A recent study has found that medications taken for lupus do not appear to increase a person's risk of blood cancer. Lupus is a disease that causes the body's immune system to attack healthy tissues, like joints, kidneys and the brain.
Medications for lupus are called immunosuppressants. They reduce the immune response in a person so that the body doesn't attack itself.
This study showed there is no evidence of a higher risk of blood cancer among those taking immunosuppressant medications.
"Follow your rheumatologist's recommendations."
The study, led by Sasha Bernatsky, MD, PhD, of the Division of Clinical Epidemiology, Research at the Institute of the McGill University Health Centre in Canada, looked at the risk of a certain blood cancer in those with lupus.
The researchers identified 75 patients with lupus who also had lymphoma, (mostly non-Hodgkin's lymphoma, except three patients), and 4,961 lupus patients without lymphoma.
Lymphoma is a blood cancer resulting from an uncontrollable growth of lymphocytes, a type of blood cell that fights infections. Most (54 cases) of the lymphomas of patients in this study came from the B-cell line. The other came from T-cells or were not identified.

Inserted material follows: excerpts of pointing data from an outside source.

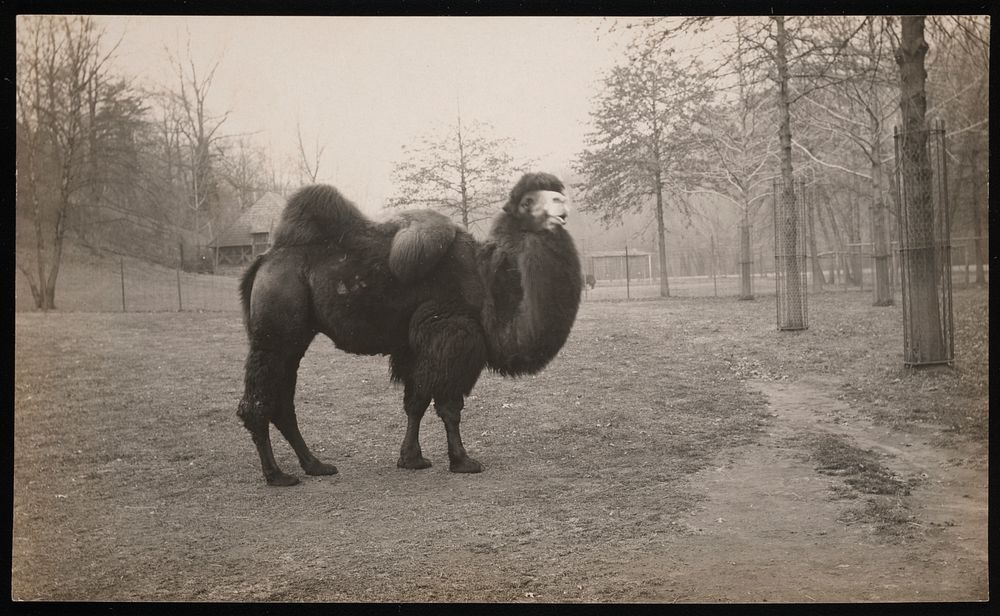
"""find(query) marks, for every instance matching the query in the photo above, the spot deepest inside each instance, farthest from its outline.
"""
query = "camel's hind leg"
(264, 387)
(285, 420)
(415, 404)
(450, 412)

The risk of lymphoma was higher in men with lupus than in women with lupus. This pattern of a higher risk for males is also seen in the general population.
In those with cancer, patients developed lymphoma an average of 12.4 years after being diagnosed with lupus.

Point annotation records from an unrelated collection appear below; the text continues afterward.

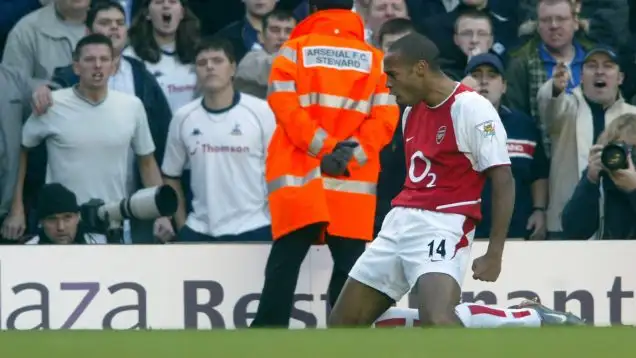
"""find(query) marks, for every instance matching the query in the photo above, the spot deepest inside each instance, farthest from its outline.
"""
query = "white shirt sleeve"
(480, 132)
(175, 158)
(36, 130)
(405, 117)
(142, 140)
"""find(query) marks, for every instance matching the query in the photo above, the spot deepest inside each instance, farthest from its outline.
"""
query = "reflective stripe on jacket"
(327, 85)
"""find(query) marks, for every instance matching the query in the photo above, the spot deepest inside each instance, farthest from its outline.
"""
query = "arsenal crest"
(441, 132)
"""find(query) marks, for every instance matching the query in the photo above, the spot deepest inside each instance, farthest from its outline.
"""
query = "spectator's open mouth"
(600, 84)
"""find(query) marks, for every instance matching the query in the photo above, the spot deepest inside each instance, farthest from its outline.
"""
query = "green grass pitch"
(349, 343)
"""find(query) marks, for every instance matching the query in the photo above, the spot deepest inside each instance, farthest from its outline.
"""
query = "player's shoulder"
(252, 101)
(62, 95)
(257, 107)
(469, 107)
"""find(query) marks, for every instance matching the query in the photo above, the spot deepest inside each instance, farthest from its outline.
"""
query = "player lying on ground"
(482, 316)
(454, 141)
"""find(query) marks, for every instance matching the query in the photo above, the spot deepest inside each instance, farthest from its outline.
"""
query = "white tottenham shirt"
(177, 80)
(88, 144)
(226, 151)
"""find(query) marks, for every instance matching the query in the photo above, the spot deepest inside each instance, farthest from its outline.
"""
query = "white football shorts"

Among those with lymphoma, 56 percent (42 individuals) had never taken any immunosuppressants for their lupus. Among the lupus patients without lymphoma, 48 percent had never taken immunosuppressants.

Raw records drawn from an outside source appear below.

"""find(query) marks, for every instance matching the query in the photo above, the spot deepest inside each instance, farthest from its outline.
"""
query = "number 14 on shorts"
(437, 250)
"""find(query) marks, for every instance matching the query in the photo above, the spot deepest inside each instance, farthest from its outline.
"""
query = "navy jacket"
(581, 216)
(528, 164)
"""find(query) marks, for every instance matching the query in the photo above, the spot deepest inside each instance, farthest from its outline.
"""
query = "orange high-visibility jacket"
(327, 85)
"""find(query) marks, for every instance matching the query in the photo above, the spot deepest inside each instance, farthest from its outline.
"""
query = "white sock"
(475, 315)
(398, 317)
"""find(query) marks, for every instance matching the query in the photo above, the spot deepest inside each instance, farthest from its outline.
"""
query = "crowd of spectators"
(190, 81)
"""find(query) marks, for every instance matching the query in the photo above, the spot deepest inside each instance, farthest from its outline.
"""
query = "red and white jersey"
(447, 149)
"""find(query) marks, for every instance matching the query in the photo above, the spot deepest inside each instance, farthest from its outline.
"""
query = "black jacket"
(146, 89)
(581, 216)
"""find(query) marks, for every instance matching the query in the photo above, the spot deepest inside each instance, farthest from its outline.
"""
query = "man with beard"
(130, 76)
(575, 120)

The only immunosuppressive drug that was taken by a higher percentage of lymphoma patients than non-cancer patients was cyclophosphamide. While 15 of the 75 lymphoma patients (20 percent) had been exposed to cyclophosphamide, only 16.8 percent of the non-cancer lupus patients had taken this medication.
However, statistically, this percentage difference could have been due to chance.
In addition to treating lupus, cyclophosphamide can also be used to treat Hodgkin's lymphoma and several other conditions.
After making adjustments for different patient demographics and characteristics, the researchers found the risk for lymphoma among lupus patients who had taken cyclophosphamide was still very low. In one year, only one in 1,000 lupus patients who had taken cyclophosphamide might develop lymphoma.
The researchers also did not find any link between the symptoms or progression of lupus with a risk of developing lymphoma.
"Our findings do not clearly substantiate that medication exposures drive most of the lymphoma risk in [lupus]," the researchers wrote.
"In fact, many of the lymphoma cases were not exposed to any immunosuppressant medications before the onset of the malignancy. In addition, we found no clear relationship between SLE [systemic lupus erythematosus] disease activity and lymphoma risk."
The study was published January 8 in the journal Annals of the Rheumatic Diseases. The research was funded by the National Institutes of Health and the Canadian Institutes of Health Research. The authors declared no conflicts of interest.